Dr Greg Wood built a unique prosthetic hand simulator for the study
Amputees and people born without a hand would have a better chance of successfully learning to use a prosthetic hand with a new technique that requires less mental effort and produces better coordination, university academics have found.
Manchester Metropolitan University-led researchers said gaze training, where someone is taught to use their eyes more effectively, produced better results than current rehabilitation methods under which a person is generally encouraged to concentrate on the movement of the artificial limb itself.
The results of the study were published in the Journal of NeuroEngineering and Rehabilitation.
A unique prosthetic hand simulator was purpose built for the study so that able-bodied volunteers could control a myoelectric prosthetic right hand via sensors attached to muscles in their forearm - the same way someone without a hand would have to manipulate a fully articulating prosthesis.
Able-bodied volunteers were chosen so the researchers could compare how their eye and brain activity differed between using the prosthesis and their own anatomical hands while undertaking the same dexterity tasks. The fact the volunteers had not used a myoelectric prosthetic hand meant learning could crucially take place without any prior experience.
Lead academic Dr Greg Wood, Senior Lecturer in Motor Control and Learning at Manchester Metropolitan, said: “Prosthetic users find it extremely difficult to learn how to use a prosthetic hand and they find it frustrating and mentally fatiguing.
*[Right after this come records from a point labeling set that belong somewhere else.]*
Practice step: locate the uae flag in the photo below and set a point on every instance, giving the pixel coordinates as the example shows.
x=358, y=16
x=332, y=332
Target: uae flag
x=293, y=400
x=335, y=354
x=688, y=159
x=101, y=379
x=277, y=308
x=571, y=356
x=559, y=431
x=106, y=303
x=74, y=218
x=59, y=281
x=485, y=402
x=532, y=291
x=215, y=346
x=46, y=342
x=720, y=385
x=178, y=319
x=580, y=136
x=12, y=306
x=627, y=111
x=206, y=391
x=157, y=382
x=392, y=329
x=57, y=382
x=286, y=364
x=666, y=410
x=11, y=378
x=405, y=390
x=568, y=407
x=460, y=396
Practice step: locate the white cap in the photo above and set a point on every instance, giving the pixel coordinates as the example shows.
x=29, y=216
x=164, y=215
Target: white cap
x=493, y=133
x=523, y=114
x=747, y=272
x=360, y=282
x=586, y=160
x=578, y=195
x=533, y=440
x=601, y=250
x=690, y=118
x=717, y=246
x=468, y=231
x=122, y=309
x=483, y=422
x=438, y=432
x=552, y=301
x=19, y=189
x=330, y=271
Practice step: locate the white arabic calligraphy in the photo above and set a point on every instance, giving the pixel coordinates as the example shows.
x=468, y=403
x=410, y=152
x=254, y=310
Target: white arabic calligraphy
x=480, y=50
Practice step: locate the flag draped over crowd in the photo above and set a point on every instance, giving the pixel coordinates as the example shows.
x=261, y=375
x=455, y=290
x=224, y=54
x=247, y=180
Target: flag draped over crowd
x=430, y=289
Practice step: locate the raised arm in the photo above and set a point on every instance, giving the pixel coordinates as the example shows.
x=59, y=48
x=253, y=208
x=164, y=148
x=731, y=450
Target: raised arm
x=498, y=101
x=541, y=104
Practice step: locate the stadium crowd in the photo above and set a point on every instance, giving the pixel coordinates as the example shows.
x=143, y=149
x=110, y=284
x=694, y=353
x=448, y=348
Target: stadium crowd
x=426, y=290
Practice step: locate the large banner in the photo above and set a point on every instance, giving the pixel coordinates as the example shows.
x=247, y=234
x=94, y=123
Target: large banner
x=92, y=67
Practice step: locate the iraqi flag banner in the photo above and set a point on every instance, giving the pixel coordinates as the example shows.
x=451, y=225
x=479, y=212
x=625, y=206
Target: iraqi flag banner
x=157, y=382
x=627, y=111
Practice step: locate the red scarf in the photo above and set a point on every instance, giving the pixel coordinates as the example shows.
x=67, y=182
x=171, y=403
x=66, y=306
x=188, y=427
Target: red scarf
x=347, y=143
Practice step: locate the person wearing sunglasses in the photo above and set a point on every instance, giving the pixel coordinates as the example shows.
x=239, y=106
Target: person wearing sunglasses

“The rejection rate is approximately between 20 per cent and 40 per cent and can be as high as 75 per cent. One of the reasons given for this is that users feel they have to watch the hand as it moves and this requires a lot of mental effort.”
Dr Wood and his team observed how able-bodied participants performed a series of tasks while having their eye movements and neural activity monitored.
Half were taught using gaze training and half with traditional methods.
The early experiments required participants to grasp and lift a jar over an obstacle and to pick up coins from the edge of a desk.
The second exercise, for which participants were not given any directions at all, was the more complex coordination task of making a cup of tea that tested dexterous movements such as dropping a teabag into a mug, lifting and pouring water from a kettle, and stirring the drink with a spoon.
Dr Wood said: “We wanted to train the eye movements of prosthetic hand users so they mimic those used when a person uses their normal anatomical hand – that is, focusing in on the object they want to pick up rather than consciously fixating on the movement of the hand itself.
“We then compared that to how users performed using typical rehabilitation instructions, which focus on movement control.
“Gaze training, where we trained participants not to look at the hand, made prosthesis users more coordinated and move more effectively, and it also reduced the mental effort involved in using a prosthetic hand.”
The participants who received gaze training completed the coin task 20 per cent quicker than those using traditional instructions and both groups took the same amount of time to make a cup of tea in a transfer task.
But in both instances gaze trained volunteers required significantly less mental exertion, leaving them less fatigued.
It is envisaged these advantages would translate into everyday tasks in the real world.
The Manchester Metropolitan University team hope their findings spark the development of a new manual for prosthetic hand training that helps remove some of the barriers that lead to prosthetic hand users rejecting their artificial limb, increasing take-up rates.
Dr Wood said: “Currently in this kind of rehabilitation setting there is no standardised instructions.
“The instructions users get are very clinic-based, often drawn from a practitioner’s own experience.
“We have shown that using a gaze training intervention makes people learn quicker and typical instructions that therapists use have a negative effect on the amount of effort needed, in terms of adding to the mental workload.
“We want to revolutionise the rehabilitation process and we hope this work is the first step in this process.”
The prosthetic hand simulator was developed with a grant from the Royal Society.